Mining firms were understandably concerned about some of the vague stipulations made in the bill, which included requiring ministerial sign-off for minerals to be exported and allowing the minister to impose seemingly arbitrary conditions for the export of minerals. Concerns about the bill date back years, and the lack of resolution has made some points in the bill irrelevant to the current industry, contributing to the bill's withdrawal.
"The importance of the mining sector to South Africa is well documented and although the country should be doing all it can to diversify the economy, this does not mean that a sector that has been so vital in the past should simply be neglected now," said Malherbe.
Mining in South Africa is beset by a number of challenges, and the decision to remove the bill will potentially restore some of the sector's former vigour and help boost corporate tax revenues as well as employment levels.
Although the withdrawal of the bill should be seen as a positive, it must be noted that this leaves mining legislation operating under the current Mineral and Petroleum Resources Development Act without amendment. Furthermore, the petroleum sector will be addressed directly with legislation framework dedicated to the sector. The current strategy of separating the regulation of the mining and petroleum sectors will need to be diligently followed to ensure sensible governance in both sectors.

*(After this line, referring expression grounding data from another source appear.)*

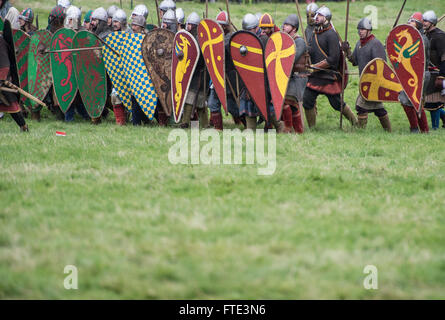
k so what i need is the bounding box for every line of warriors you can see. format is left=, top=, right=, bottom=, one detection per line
left=1, top=0, right=445, bottom=134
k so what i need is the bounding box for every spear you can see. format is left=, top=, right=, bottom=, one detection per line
left=339, top=0, right=350, bottom=129
left=36, top=14, right=39, bottom=30
left=206, top=0, right=209, bottom=19
left=3, top=81, right=47, bottom=108
left=393, top=0, right=407, bottom=28
left=294, top=0, right=308, bottom=46
left=45, top=47, right=103, bottom=54
left=155, top=0, right=161, bottom=27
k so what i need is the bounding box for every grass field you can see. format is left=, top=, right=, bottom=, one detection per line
left=1, top=0, right=445, bottom=299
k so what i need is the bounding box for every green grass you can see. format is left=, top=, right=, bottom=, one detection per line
left=1, top=0, right=445, bottom=299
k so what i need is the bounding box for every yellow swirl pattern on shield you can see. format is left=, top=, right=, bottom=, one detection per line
left=174, top=34, right=191, bottom=115
left=199, top=20, right=225, bottom=89
left=360, top=59, right=402, bottom=101
left=265, top=33, right=295, bottom=98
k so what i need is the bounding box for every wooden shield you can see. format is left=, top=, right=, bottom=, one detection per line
left=265, top=32, right=296, bottom=120
left=28, top=30, right=52, bottom=109
left=386, top=24, right=425, bottom=112
left=12, top=29, right=31, bottom=107
left=360, top=58, right=403, bottom=102
left=50, top=28, right=78, bottom=113
left=230, top=30, right=268, bottom=121
left=142, top=28, right=174, bottom=116
left=197, top=19, right=227, bottom=114
left=171, top=30, right=200, bottom=123
left=72, top=31, right=107, bottom=119
left=103, top=31, right=132, bottom=111
left=121, top=32, right=158, bottom=120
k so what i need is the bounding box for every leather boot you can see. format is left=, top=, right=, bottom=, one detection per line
left=402, top=105, right=419, bottom=132
left=341, top=105, right=358, bottom=126
left=91, top=117, right=102, bottom=125
left=292, top=105, right=304, bottom=134
left=440, top=111, right=445, bottom=128
left=20, top=124, right=29, bottom=132
left=304, top=107, right=316, bottom=129
left=245, top=116, right=257, bottom=130
left=418, top=108, right=429, bottom=133
left=198, top=107, right=209, bottom=128
left=180, top=104, right=193, bottom=128
left=378, top=114, right=392, bottom=132
left=31, top=111, right=41, bottom=122
left=282, top=105, right=294, bottom=133
left=211, top=111, right=223, bottom=130
left=113, top=105, right=126, bottom=125
left=157, top=109, right=168, bottom=126
left=357, top=114, right=368, bottom=129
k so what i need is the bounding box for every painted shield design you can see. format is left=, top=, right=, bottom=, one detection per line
left=142, top=28, right=174, bottom=116
left=197, top=19, right=227, bottom=114
left=103, top=31, right=132, bottom=111
left=360, top=58, right=402, bottom=102
left=28, top=30, right=52, bottom=109
left=386, top=24, right=425, bottom=112
left=265, top=32, right=296, bottom=120
left=0, top=17, right=4, bottom=31
left=72, top=31, right=107, bottom=119
left=121, top=32, right=158, bottom=120
left=50, top=28, right=78, bottom=113
left=230, top=31, right=268, bottom=121
left=171, top=30, right=200, bottom=123
left=12, top=29, right=31, bottom=107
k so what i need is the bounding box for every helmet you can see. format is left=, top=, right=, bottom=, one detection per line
left=242, top=13, right=259, bottom=30
left=159, top=0, right=176, bottom=12
left=357, top=17, right=372, bottom=30
left=176, top=8, right=185, bottom=24
left=66, top=6, right=81, bottom=20
left=50, top=5, right=66, bottom=19
left=19, top=8, right=34, bottom=23
left=409, top=12, right=423, bottom=24
left=84, top=10, right=93, bottom=23
left=57, top=0, right=71, bottom=9
left=132, top=4, right=148, bottom=19
left=216, top=11, right=229, bottom=25
left=132, top=15, right=146, bottom=28
left=162, top=9, right=176, bottom=25
left=306, top=2, right=319, bottom=15
left=423, top=10, right=437, bottom=25
left=91, top=7, right=108, bottom=22
left=107, top=5, right=119, bottom=18
left=259, top=13, right=274, bottom=28
left=112, top=9, right=127, bottom=24
left=314, top=6, right=332, bottom=21
left=283, top=14, right=299, bottom=30
left=186, top=12, right=200, bottom=27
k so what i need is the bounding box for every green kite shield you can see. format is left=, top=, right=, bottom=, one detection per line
left=50, top=28, right=78, bottom=113
left=121, top=32, right=158, bottom=120
left=72, top=30, right=107, bottom=119
left=12, top=29, right=31, bottom=107
left=28, top=29, right=52, bottom=109
left=103, top=31, right=132, bottom=111
left=0, top=17, right=4, bottom=32
left=142, top=28, right=174, bottom=116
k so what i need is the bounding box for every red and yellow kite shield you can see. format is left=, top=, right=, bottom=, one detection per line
left=197, top=19, right=227, bottom=114
left=360, top=58, right=402, bottom=102
left=230, top=30, right=268, bottom=121
left=386, top=24, right=425, bottom=112
left=265, top=32, right=296, bottom=120
left=171, top=30, right=200, bottom=123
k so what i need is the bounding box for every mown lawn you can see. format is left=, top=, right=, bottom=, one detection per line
left=1, top=0, right=445, bottom=299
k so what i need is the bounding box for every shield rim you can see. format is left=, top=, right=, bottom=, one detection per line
left=171, top=30, right=201, bottom=123
left=359, top=57, right=402, bottom=103
left=142, top=28, right=175, bottom=116
left=50, top=28, right=78, bottom=113
left=72, top=30, right=107, bottom=119
left=265, top=31, right=296, bottom=120
left=229, top=30, right=268, bottom=121
left=386, top=24, right=425, bottom=112
left=197, top=19, right=227, bottom=114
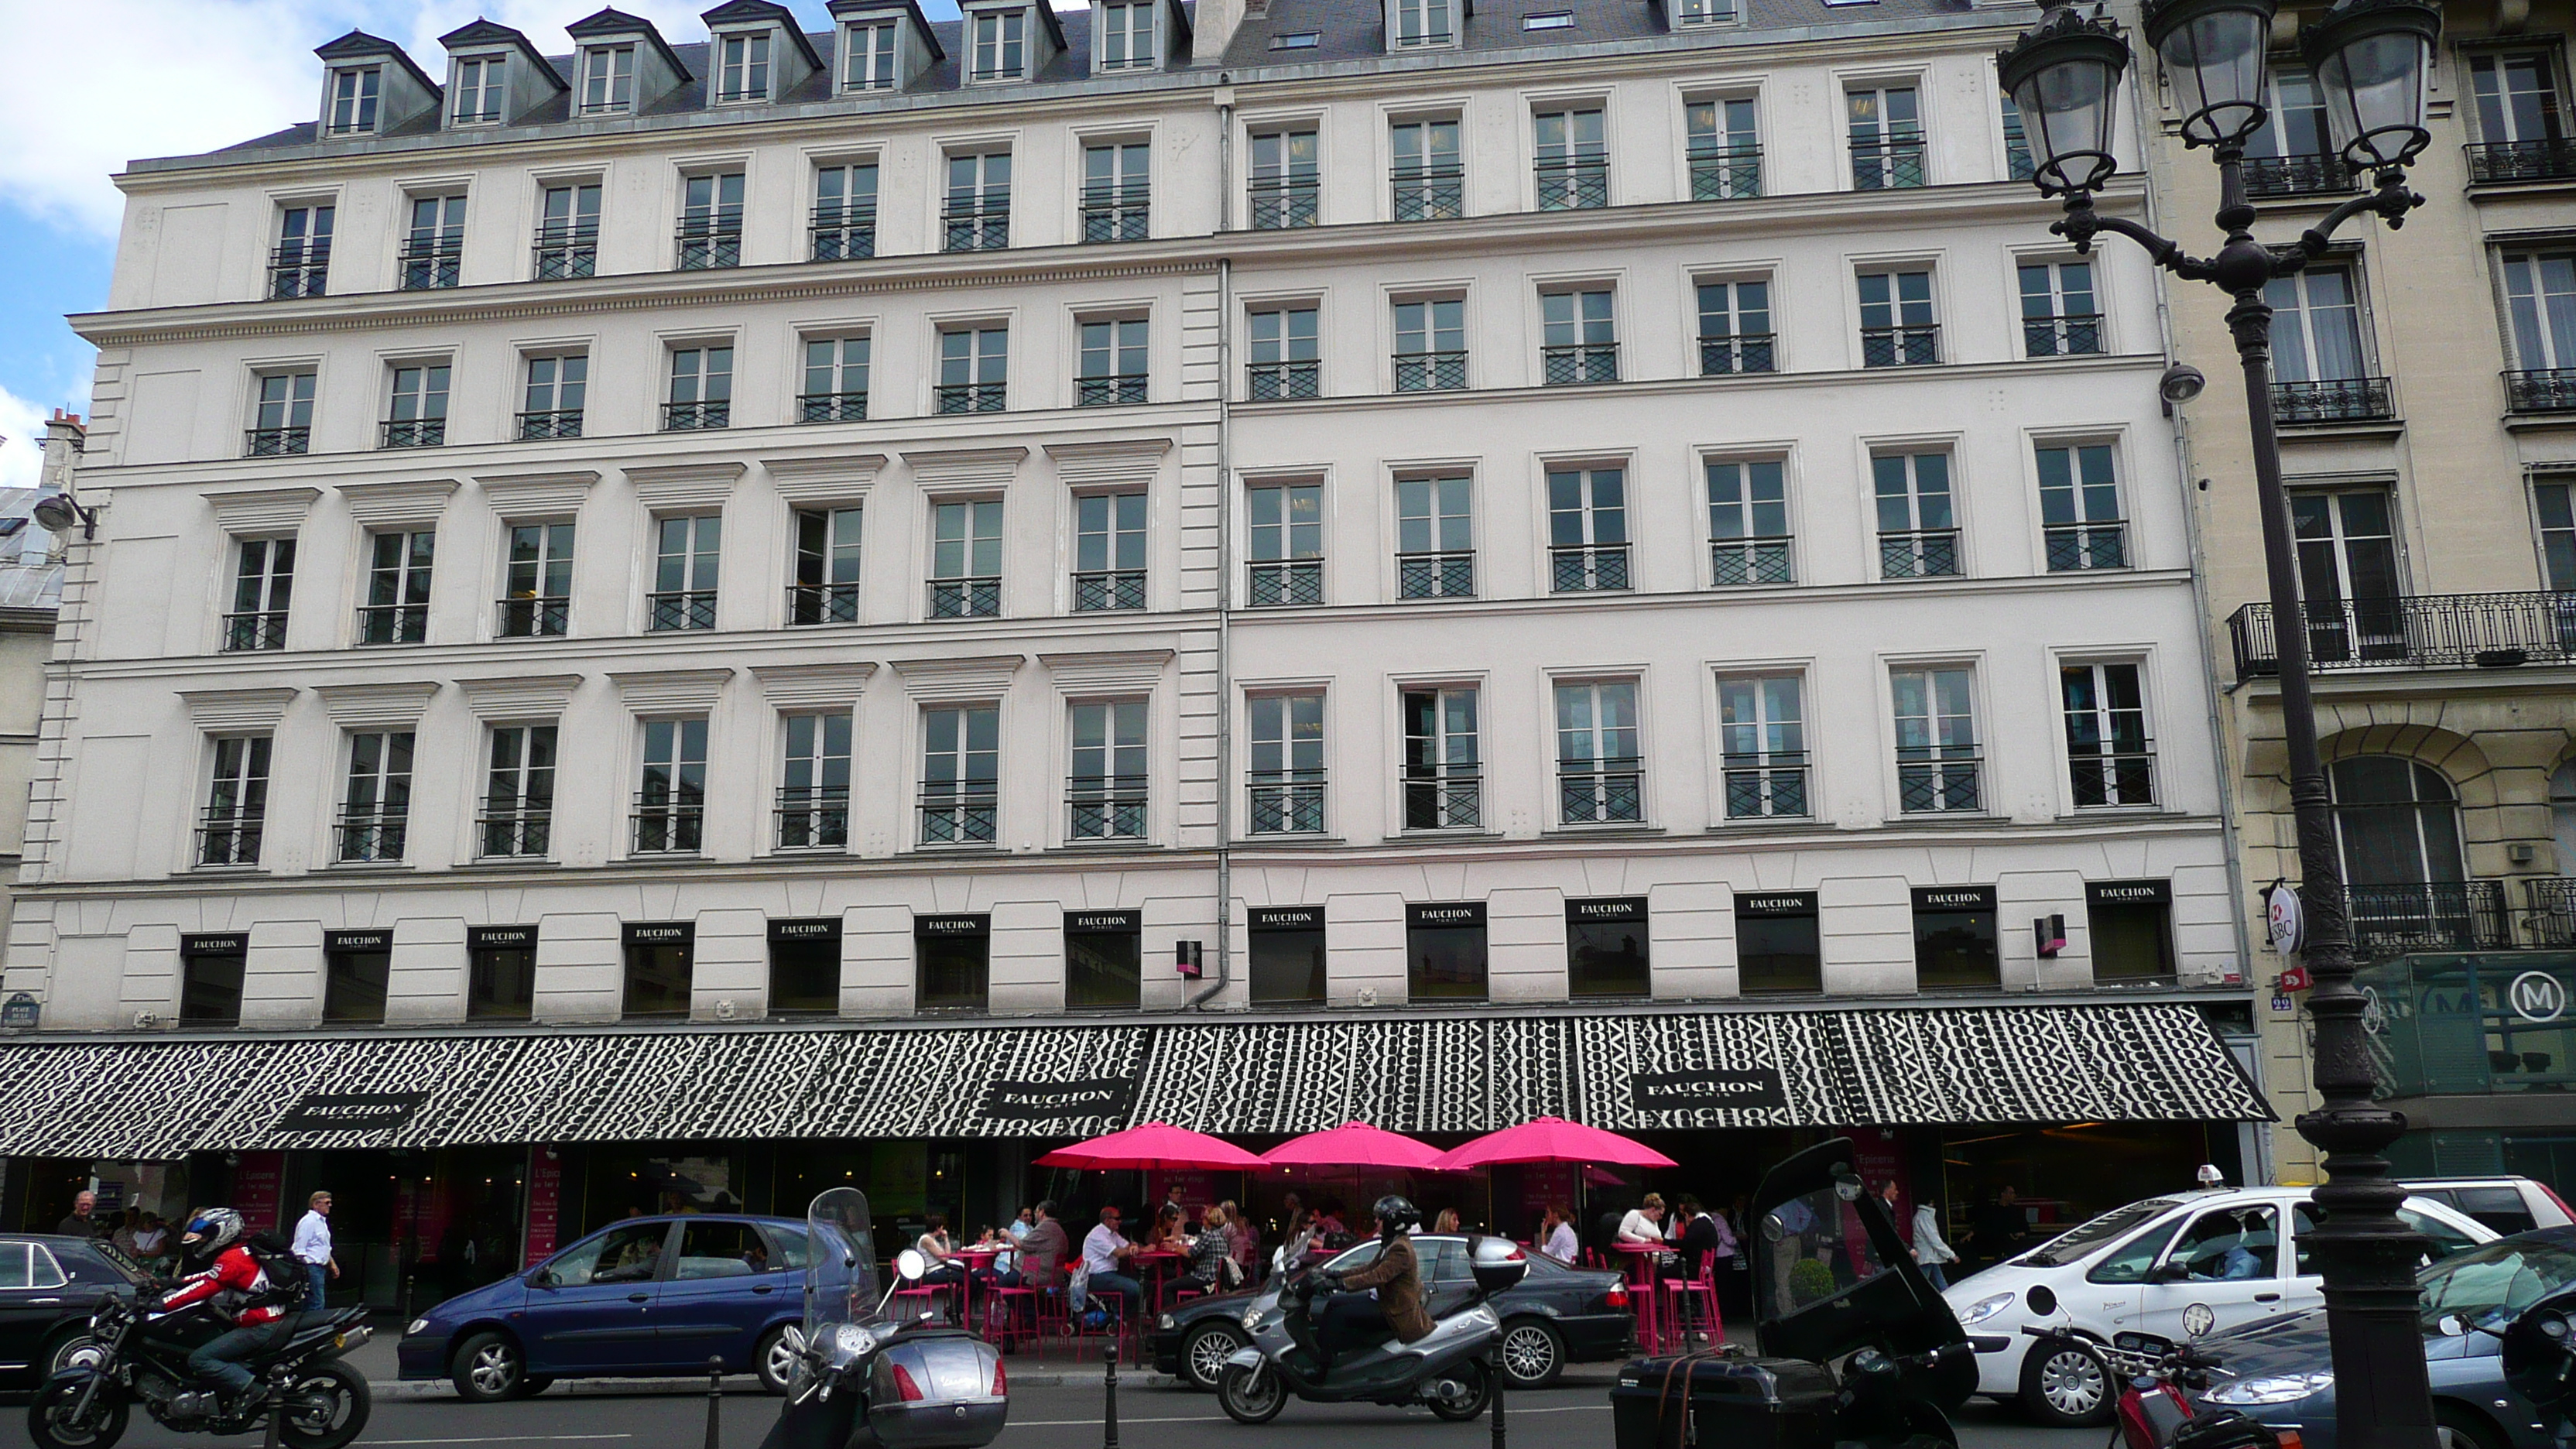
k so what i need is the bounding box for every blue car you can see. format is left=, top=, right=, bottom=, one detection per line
left=2191, top=1227, right=2576, bottom=1449
left=398, top=1214, right=810, bottom=1400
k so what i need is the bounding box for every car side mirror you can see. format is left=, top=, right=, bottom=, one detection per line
left=2150, top=1262, right=2188, bottom=1283
left=2437, top=1315, right=2466, bottom=1338
left=531, top=1269, right=559, bottom=1290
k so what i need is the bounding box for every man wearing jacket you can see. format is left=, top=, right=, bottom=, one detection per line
left=1314, top=1195, right=1430, bottom=1371
left=161, top=1208, right=295, bottom=1410
left=1015, top=1201, right=1071, bottom=1290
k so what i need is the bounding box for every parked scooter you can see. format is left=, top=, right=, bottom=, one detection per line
left=2019, top=1326, right=2280, bottom=1449
left=759, top=1187, right=1008, bottom=1449
left=2498, top=1284, right=2576, bottom=1440
left=1214, top=1233, right=1532, bottom=1423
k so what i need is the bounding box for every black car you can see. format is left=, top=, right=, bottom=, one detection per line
left=1150, top=1235, right=1632, bottom=1390
left=0, top=1233, right=152, bottom=1388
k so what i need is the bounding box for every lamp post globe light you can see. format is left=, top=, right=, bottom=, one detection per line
left=1997, top=4, right=2444, bottom=1449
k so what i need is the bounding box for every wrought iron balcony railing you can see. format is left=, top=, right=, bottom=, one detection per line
left=2504, top=368, right=2576, bottom=413
left=2242, top=152, right=2355, bottom=197
left=1689, top=148, right=1762, bottom=200
left=1851, top=141, right=1925, bottom=190
left=1711, top=538, right=1794, bottom=587
left=496, top=596, right=570, bottom=638
left=1067, top=782, right=1147, bottom=840
left=1077, top=374, right=1148, bottom=407
left=1551, top=543, right=1630, bottom=592
left=1896, top=746, right=1983, bottom=813
left=532, top=223, right=598, bottom=280
left=799, top=390, right=868, bottom=423
left=355, top=602, right=426, bottom=646
left=776, top=786, right=849, bottom=850
left=1081, top=187, right=1150, bottom=242
left=1861, top=324, right=1941, bottom=368
left=2070, top=748, right=2157, bottom=807
left=632, top=795, right=705, bottom=854
left=1391, top=165, right=1464, bottom=222
left=2528, top=877, right=2576, bottom=947
left=245, top=426, right=309, bottom=457
left=2023, top=313, right=2105, bottom=357
left=1403, top=772, right=1482, bottom=831
left=810, top=208, right=877, bottom=261
left=1073, top=569, right=1146, bottom=611
left=920, top=789, right=999, bottom=845
left=646, top=589, right=717, bottom=632
left=937, top=382, right=1006, bottom=414
left=1249, top=180, right=1319, bottom=229
left=477, top=807, right=550, bottom=858
left=336, top=809, right=408, bottom=863
left=1559, top=759, right=1644, bottom=824
left=2467, top=137, right=2576, bottom=182
left=928, top=577, right=1001, bottom=618
left=663, top=400, right=730, bottom=431
left=2348, top=879, right=2513, bottom=955
left=221, top=611, right=289, bottom=652
left=1248, top=560, right=1324, bottom=607
left=787, top=581, right=862, bottom=625
left=1723, top=755, right=1809, bottom=819
left=399, top=238, right=461, bottom=290
left=1542, top=344, right=1619, bottom=385
left=675, top=220, right=743, bottom=269
left=1247, top=361, right=1321, bottom=401
left=379, top=418, right=445, bottom=449
left=1879, top=528, right=1961, bottom=580
left=1398, top=550, right=1475, bottom=599
left=1249, top=771, right=1326, bottom=834
left=943, top=205, right=1009, bottom=252
left=517, top=409, right=584, bottom=440
left=2227, top=591, right=2576, bottom=678
left=197, top=810, right=263, bottom=867
left=1393, top=351, right=1468, bottom=392
left=2045, top=520, right=2130, bottom=572
left=268, top=244, right=331, bottom=299
left=1699, top=333, right=1776, bottom=375
left=2272, top=376, right=2395, bottom=424
left=1534, top=158, right=1609, bottom=210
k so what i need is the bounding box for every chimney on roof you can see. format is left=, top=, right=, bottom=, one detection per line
left=1197, top=0, right=1249, bottom=57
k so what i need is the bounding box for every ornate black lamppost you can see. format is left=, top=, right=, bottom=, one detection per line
left=1998, top=2, right=2443, bottom=1447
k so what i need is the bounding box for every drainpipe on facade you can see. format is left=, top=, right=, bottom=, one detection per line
left=1189, top=92, right=1236, bottom=1012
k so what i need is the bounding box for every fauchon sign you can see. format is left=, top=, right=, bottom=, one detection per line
left=325, top=930, right=392, bottom=954
left=1630, top=1067, right=1790, bottom=1113
left=183, top=933, right=249, bottom=956
left=277, top=1091, right=432, bottom=1132
left=1736, top=892, right=1818, bottom=918
left=976, top=1077, right=1139, bottom=1122
left=1407, top=902, right=1486, bottom=929
left=2087, top=880, right=2172, bottom=906
left=1911, top=886, right=1996, bottom=913
left=1065, top=910, right=1141, bottom=934
left=916, top=914, right=992, bottom=937
left=1249, top=907, right=1323, bottom=930
left=769, top=918, right=841, bottom=944
left=623, top=922, right=694, bottom=948
left=470, top=926, right=537, bottom=951
left=1567, top=897, right=1646, bottom=924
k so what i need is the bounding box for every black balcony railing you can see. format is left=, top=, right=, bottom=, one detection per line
left=663, top=399, right=730, bottom=431
left=676, top=221, right=742, bottom=269
left=920, top=789, right=999, bottom=845
left=197, top=810, right=263, bottom=867
left=1068, top=783, right=1147, bottom=840
left=2071, top=749, right=2157, bottom=807
left=1248, top=560, right=1324, bottom=607
left=1699, top=334, right=1776, bottom=375
left=943, top=206, right=1009, bottom=252
left=496, top=596, right=570, bottom=638
left=1247, top=361, right=1321, bottom=401
left=1723, top=755, right=1809, bottom=819
left=1711, top=538, right=1793, bottom=587
left=810, top=208, right=877, bottom=261
left=632, top=795, right=705, bottom=854
left=517, top=409, right=584, bottom=440
left=2045, top=520, right=2129, bottom=572
left=1081, top=187, right=1150, bottom=242
left=2529, top=877, right=2576, bottom=947
left=477, top=808, right=551, bottom=858
left=2023, top=313, right=2105, bottom=357
left=646, top=589, right=717, bottom=631
left=1249, top=181, right=1320, bottom=229
left=245, top=426, right=310, bottom=457
left=776, top=787, right=849, bottom=850
left=533, top=224, right=598, bottom=280
left=787, top=582, right=862, bottom=625
left=2348, top=880, right=2514, bottom=955
left=2506, top=368, right=2576, bottom=413
left=337, top=810, right=408, bottom=863
left=2468, top=137, right=2576, bottom=183
left=1559, top=759, right=1644, bottom=824
left=1852, top=141, right=1926, bottom=190
left=928, top=577, right=1001, bottom=618
left=1879, top=529, right=1961, bottom=579
left=1398, top=550, right=1475, bottom=599
left=1073, top=570, right=1146, bottom=611
left=1392, top=166, right=1464, bottom=222
left=1534, top=159, right=1609, bottom=210
left=799, top=390, right=868, bottom=423
left=1077, top=374, right=1148, bottom=407
left=1862, top=324, right=1941, bottom=368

"South Africa relies significantly on coal, and firms such as Sasol have established themselves as global leaders in energy technology processes through their coal- and gas-to-liquid methods," said Malherbe. "The withdrawal of the bill could allow for the development of legislation for the petroleum industry, specifically for gas. South Africa has the potential to be a global leader in coal technologies, and investments into innovative processes such as UCG (underground coal gasification) among others were restrained by the bill."